② 学校部活動及び地域クラブ活動において、生徒の自主的・自発的な参加になるよう、指導体制を構築すること。
③ 技能や記録の向上等、生徒がそれぞれの目標を達成できるよう、科学的トレーニングの積極的な導入等により、短時間で効果が得られるようなより合理的でかつ効率的・効果的な活動を行うこと。
④ 成長期にある生徒が、教育課程内の活動、部活動、学校外の活動、その他の食事、休養及び睡眠等の生活時間のバランスのとれた生活を送ることができるよう、休養日や活動時間を適切に設定すること。
⑤ 学校部活動の地域移行を見据え、学校部活動において専門的な技術指導に加え、大会引率等ができる部活動指導員及び外部指導者を積極的に配置するなど、教職員の負担軽減を踏まえ、地域と連携して指導体制を整備すること。
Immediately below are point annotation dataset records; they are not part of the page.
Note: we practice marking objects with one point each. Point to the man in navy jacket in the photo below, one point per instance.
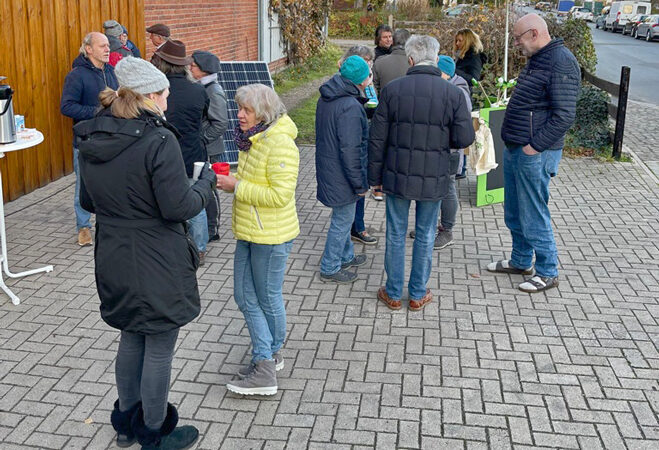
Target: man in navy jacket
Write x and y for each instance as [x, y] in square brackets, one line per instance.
[341, 139]
[90, 75]
[541, 110]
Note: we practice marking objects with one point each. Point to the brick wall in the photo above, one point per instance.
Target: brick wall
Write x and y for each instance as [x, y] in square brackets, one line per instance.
[227, 28]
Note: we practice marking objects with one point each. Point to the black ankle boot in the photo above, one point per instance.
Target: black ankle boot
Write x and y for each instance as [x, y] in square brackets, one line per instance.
[168, 437]
[121, 424]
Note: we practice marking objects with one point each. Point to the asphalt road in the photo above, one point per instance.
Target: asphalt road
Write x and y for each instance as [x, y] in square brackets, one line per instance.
[615, 51]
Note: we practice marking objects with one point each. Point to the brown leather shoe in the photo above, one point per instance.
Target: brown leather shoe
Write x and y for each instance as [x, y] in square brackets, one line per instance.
[84, 237]
[390, 302]
[417, 305]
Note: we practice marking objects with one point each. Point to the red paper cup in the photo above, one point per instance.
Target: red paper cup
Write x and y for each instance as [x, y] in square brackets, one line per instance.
[221, 168]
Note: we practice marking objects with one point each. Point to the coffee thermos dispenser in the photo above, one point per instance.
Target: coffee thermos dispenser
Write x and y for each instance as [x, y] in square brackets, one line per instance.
[7, 121]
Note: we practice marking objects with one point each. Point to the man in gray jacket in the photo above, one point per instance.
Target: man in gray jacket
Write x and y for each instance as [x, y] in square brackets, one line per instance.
[394, 65]
[204, 68]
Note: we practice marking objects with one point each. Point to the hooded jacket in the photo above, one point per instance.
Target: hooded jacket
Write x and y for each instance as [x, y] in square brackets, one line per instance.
[544, 103]
[264, 199]
[419, 118]
[132, 177]
[82, 86]
[341, 143]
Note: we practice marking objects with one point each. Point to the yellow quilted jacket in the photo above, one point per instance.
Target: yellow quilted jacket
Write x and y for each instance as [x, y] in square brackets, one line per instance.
[264, 202]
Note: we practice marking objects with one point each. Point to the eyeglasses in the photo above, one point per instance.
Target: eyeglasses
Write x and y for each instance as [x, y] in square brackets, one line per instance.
[517, 38]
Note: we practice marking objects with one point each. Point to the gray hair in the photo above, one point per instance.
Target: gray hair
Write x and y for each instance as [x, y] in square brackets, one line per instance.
[265, 102]
[401, 35]
[422, 49]
[360, 50]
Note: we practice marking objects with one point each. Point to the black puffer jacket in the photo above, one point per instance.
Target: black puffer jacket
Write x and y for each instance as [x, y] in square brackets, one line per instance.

ガイドラインの中で東京都は、従来の学校部活動に所属していた生徒だけでなく、所属していない生徒、運動や歌、楽器、絵を描くことなどが苦手な生徒、障害のある生徒など、希望するすべての生徒を参加者として想定していることを示しています。
また、運営の効果的・効率的な推進のために、様々な地域スポーツ団体や文化芸術団体等の整備・充実を計ることも示されています。スポーツを例にとると、総合型地域スポーツクラブやスポーツ少年団、体育・スポーツ協会、競技団体、クラブチーム、プロスポーツチーム、民間事業者、フィットネスジム、大学など多種多様な連携先を想定しているようです。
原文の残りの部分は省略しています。